CrawlingWhisper wrote: ↑
Feb 19, 2018 3:41 pm
I run a Mac 10T hub motor on 52V 30Amp (1560W) and use one GrinTech Rev4 torque Arm:
As mentioned above, a pic of the mount would be good. With a solid mount for the TA it should be okay - but you need to realize that any failure in that single TA is going to have catastrophic frame consequences. Two TAs may not always be strictly required, but 'Sunny Day' design is inherently more risky.
Regardless of remarks above, the Mac has a standard 14mm shaft with flats for a 10mm dropout - the flats are no smaller nor does the shaft make the motor more risky than other conventional motors, DD or geared.
The matter of filing the dropouts is related to your question, but carries with it some dangers if done badly. The first problem is simply one of not filing the dropouts to equal depth which will cock the wheel to one side. To sidestep this issue, the overall fit can be improved but not brought entirely to the ideal by simply rounding out the corners of the bottom of the dropout so the original 10mm radius matches the 14mm radius of the axle. This will get the axle seated with a 2mm displacement without actually filing it deeper - so - a much lower risk of cocking the wheel if you are not handy with tools.
The second and more important issue is to avoid filing sharp corners into the dropout at the bottom - of particular importance with aluminum frames. This causes something called stress risers to appear at these corners when the dropout is loaded making the aluminum more prone to failure at those points. By filing the corners with a rounded contour, the stress is not focused at a single point. It's not necessary that the bottom of the dropout be 100% accurate fit to the shaft as long as there is broad contact at the bottom to bear the weight of the bike. This allows you to slightly over-file the corner a bit to get the desired rounded shape. I find that chainsaw files are a good choice for this task - unlike most rat-tail files, they have a small and constant diameter the whole length. Available at Home Depot, hardware stores, etc.

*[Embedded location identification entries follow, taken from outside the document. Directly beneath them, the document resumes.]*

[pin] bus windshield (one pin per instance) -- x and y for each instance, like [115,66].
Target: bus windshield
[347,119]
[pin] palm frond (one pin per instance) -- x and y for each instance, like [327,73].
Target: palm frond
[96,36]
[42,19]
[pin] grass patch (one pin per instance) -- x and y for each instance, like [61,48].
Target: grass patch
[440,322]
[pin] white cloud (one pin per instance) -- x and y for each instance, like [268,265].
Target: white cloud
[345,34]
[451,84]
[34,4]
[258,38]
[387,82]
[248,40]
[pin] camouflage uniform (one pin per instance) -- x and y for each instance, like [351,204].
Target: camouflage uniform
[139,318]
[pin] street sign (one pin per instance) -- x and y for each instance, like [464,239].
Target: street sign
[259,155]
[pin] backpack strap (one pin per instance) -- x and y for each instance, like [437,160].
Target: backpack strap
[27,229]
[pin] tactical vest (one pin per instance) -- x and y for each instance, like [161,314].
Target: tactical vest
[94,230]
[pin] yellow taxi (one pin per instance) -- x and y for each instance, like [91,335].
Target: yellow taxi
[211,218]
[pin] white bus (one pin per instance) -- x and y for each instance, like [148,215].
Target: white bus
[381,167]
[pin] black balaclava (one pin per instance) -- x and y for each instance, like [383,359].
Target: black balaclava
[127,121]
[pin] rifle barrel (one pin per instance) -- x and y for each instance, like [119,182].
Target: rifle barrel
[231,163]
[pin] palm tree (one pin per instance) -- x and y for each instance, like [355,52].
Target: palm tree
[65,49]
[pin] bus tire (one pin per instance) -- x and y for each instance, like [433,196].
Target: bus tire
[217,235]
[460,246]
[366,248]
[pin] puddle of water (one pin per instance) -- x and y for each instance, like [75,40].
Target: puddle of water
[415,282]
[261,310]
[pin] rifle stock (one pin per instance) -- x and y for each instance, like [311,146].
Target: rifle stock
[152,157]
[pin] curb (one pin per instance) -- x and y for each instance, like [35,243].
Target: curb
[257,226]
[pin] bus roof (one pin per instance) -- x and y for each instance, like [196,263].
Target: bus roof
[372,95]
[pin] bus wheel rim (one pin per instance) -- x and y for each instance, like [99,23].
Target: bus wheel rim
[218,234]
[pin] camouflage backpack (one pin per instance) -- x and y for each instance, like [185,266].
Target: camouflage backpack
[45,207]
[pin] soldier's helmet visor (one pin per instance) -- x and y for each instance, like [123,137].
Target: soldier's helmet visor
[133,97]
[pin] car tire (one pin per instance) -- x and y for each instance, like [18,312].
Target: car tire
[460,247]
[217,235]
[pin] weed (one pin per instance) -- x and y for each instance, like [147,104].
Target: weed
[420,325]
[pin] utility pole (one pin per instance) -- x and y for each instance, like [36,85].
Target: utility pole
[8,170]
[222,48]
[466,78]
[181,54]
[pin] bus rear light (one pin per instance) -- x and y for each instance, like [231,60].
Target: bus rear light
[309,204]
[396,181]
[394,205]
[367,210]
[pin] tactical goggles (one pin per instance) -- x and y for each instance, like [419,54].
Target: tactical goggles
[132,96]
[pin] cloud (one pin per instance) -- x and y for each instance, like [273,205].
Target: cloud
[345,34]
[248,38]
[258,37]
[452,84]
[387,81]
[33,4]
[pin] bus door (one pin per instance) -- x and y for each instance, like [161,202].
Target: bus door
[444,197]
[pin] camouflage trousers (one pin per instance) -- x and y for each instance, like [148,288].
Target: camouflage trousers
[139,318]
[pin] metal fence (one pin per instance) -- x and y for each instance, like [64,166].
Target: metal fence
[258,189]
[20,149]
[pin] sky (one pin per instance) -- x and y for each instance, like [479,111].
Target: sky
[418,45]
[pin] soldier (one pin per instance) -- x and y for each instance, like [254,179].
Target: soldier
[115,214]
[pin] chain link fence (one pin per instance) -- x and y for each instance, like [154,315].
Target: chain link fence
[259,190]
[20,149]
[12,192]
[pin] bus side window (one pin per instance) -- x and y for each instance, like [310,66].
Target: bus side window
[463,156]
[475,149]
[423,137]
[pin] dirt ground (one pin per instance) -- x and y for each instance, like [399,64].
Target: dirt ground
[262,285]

Here's the improved seating just from reshaping the dropout without actually making it deeper:
Another consideration with aluminum frames is the size of the axle shoulders where the flats end. On Macs, this is quite small. You really want to put a washer or axle spacer inside the dropout so that tightening the axle nut doesn't sink the axle shoulder into the aluminum. This will both loosen the nut and spread the dropout. Dropouts often have a cast circular recess on the inside of the dropout. Make sure any washer you place there fits fully within that recess and does not bridge it or sit cockeyed. Commercially available axle spacers will fit nicely. SAE washers from the hardware store with a small outer diameter can be had by buying one size too small and enlarging the opening a bit.